What do we gain in net-simplicity?

Hopefully the most obvious one, is that we are really just moving problem complexity around by relying on our ability to route messages efficiently.

Message Queues and Service Buses are very complex factories with highly specialized monkeys all of their own, and there is a lot of domain knowledge that a web developer such as myself will have to pick up to truly be able to hit their stride.

The Fallacies of Distributed Computing still apply, and there will probably be some very difficult life lessons learnt the very hard way, until more people come to grips with them.

How applicable is all of this to the web?

I’m actually am not sure that microservices will be practical on the front-end, because a lot of the problems you face there seem almost antithetical to what they attempt to solve.
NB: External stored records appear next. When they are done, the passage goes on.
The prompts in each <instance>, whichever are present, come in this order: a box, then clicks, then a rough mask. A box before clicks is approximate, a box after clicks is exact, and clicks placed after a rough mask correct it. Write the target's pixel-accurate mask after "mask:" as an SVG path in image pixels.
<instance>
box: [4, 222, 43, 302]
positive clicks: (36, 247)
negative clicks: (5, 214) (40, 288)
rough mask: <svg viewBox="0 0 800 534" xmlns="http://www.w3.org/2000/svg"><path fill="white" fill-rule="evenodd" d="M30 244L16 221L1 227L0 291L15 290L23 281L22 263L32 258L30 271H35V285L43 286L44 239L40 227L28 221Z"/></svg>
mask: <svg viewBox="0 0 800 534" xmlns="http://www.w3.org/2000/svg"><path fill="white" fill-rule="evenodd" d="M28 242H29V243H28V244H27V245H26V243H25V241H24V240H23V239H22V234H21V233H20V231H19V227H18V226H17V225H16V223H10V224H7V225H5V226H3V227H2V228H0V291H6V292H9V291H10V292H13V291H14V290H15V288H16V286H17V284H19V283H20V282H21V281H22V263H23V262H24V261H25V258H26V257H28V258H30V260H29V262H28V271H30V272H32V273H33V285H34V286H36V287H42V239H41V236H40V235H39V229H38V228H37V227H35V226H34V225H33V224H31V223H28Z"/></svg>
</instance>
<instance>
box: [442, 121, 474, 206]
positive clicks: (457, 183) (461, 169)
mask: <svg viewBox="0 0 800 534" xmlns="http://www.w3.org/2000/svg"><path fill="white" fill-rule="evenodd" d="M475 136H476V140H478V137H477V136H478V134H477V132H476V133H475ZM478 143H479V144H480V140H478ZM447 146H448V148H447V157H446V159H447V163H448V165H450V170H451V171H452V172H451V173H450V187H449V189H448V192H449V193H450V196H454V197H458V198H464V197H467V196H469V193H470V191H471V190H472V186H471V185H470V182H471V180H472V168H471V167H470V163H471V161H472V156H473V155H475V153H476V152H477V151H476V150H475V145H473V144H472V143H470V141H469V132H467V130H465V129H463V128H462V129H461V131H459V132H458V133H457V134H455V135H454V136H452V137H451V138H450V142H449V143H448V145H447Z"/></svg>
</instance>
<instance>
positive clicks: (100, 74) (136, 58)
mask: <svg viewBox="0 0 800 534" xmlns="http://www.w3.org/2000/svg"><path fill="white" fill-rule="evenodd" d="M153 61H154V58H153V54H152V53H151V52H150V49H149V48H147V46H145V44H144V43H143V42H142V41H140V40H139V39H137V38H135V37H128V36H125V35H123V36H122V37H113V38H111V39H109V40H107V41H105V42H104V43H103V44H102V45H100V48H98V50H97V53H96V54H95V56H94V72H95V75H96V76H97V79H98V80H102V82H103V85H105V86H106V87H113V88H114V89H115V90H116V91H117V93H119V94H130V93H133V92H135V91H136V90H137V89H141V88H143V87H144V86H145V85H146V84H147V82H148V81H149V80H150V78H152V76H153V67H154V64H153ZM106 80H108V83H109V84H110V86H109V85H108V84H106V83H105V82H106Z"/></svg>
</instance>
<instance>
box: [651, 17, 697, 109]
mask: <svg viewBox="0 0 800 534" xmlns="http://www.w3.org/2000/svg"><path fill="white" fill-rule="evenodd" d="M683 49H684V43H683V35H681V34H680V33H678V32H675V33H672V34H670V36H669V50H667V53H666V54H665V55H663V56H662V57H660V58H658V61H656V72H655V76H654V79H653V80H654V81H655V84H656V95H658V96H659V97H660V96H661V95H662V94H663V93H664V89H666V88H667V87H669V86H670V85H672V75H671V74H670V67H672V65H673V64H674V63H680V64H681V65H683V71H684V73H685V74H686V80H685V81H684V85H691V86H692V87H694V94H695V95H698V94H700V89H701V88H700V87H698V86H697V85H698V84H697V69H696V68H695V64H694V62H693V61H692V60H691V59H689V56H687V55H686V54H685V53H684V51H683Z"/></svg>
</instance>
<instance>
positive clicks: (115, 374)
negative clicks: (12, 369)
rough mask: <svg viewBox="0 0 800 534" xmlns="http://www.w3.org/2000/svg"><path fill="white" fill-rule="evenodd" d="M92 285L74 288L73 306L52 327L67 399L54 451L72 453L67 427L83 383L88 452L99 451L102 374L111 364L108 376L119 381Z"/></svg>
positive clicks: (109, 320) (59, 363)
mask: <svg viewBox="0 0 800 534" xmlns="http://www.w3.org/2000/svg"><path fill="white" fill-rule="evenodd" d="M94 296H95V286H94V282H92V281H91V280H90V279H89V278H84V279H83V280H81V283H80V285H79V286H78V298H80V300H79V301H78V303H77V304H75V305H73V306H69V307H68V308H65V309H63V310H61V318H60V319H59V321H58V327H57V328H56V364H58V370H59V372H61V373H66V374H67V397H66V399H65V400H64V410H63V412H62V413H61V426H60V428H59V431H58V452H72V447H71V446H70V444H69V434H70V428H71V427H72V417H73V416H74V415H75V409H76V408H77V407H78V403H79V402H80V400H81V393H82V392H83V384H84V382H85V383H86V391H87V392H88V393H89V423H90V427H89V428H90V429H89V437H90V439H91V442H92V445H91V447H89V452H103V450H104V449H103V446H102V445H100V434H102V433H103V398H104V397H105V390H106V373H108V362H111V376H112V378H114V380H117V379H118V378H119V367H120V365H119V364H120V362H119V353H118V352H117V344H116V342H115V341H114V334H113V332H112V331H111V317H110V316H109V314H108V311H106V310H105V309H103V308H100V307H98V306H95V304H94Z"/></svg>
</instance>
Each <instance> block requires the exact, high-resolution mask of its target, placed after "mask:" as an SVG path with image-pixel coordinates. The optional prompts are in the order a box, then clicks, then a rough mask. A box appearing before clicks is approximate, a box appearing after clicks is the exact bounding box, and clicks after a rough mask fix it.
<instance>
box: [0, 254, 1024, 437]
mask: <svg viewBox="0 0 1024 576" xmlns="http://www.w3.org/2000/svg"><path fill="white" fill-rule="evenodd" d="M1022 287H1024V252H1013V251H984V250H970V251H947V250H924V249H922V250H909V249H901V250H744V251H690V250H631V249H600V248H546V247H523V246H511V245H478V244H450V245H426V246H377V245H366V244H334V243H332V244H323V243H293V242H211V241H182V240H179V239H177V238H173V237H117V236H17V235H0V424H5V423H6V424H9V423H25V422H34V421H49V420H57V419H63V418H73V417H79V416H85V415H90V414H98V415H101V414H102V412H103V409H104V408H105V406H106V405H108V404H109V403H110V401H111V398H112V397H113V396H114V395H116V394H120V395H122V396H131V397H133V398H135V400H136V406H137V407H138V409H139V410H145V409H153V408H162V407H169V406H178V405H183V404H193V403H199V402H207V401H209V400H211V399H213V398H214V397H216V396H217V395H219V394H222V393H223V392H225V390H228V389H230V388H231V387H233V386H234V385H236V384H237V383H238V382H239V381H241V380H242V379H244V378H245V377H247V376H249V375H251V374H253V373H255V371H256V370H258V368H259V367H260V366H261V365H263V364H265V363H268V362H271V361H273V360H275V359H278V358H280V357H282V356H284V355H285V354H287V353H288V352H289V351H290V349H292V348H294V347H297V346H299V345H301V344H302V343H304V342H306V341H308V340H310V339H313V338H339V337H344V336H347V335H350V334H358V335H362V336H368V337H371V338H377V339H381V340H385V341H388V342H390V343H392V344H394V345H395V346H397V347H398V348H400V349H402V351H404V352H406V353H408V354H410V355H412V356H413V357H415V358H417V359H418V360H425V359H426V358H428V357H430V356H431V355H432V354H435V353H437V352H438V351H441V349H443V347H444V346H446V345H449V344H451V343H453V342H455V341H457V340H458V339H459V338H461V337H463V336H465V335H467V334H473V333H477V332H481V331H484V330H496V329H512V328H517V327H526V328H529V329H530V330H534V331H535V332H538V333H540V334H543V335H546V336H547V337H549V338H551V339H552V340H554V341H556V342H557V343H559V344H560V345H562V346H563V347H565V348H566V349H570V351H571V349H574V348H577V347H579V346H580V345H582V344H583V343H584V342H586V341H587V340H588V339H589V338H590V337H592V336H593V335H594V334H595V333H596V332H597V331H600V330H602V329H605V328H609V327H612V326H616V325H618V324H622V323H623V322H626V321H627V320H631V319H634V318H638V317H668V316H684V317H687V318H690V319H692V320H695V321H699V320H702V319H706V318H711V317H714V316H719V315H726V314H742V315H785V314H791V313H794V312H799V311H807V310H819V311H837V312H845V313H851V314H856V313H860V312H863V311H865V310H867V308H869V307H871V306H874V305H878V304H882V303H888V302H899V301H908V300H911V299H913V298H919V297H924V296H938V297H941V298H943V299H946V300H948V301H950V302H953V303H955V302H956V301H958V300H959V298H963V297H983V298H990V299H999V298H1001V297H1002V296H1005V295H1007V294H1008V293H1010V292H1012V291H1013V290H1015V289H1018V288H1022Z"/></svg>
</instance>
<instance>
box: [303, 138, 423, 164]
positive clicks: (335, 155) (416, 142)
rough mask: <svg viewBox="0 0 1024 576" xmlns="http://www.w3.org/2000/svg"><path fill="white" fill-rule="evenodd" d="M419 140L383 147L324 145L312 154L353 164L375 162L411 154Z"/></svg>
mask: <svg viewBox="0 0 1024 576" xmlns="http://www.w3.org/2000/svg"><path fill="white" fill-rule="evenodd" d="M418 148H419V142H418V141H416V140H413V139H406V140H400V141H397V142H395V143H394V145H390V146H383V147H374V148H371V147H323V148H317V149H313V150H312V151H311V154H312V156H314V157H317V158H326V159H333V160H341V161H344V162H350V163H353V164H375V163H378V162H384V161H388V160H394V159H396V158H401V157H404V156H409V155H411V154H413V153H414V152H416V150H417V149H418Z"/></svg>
For instance, the DOM is like the shared-state that other shared-states tell their .children scary bedtime stories of, and if I were to imagine the browser environment as a factory, it looks like something out of the minds of HR Giger and the villains in Saw.

I’m not sure this approach can really map cleanly onto REST either, but I am starting to suspect that it might become a secret ingredient in the ‘real-time web’ recipe.

So bleeding edge it hurts

What I find fascinating about them, is that they currently only exist as a form of tribal knowledge, which has been evolving out of hard-earned lessons by engineers with decades of experience building really complex enterprise level systems.

Many of the “seminal” writings on microservices, were only published in the last 3 weeks, for instance. They also have a severe case of “wow, these things are awesome. go watch this hour long presentation so I can talk to you about them”.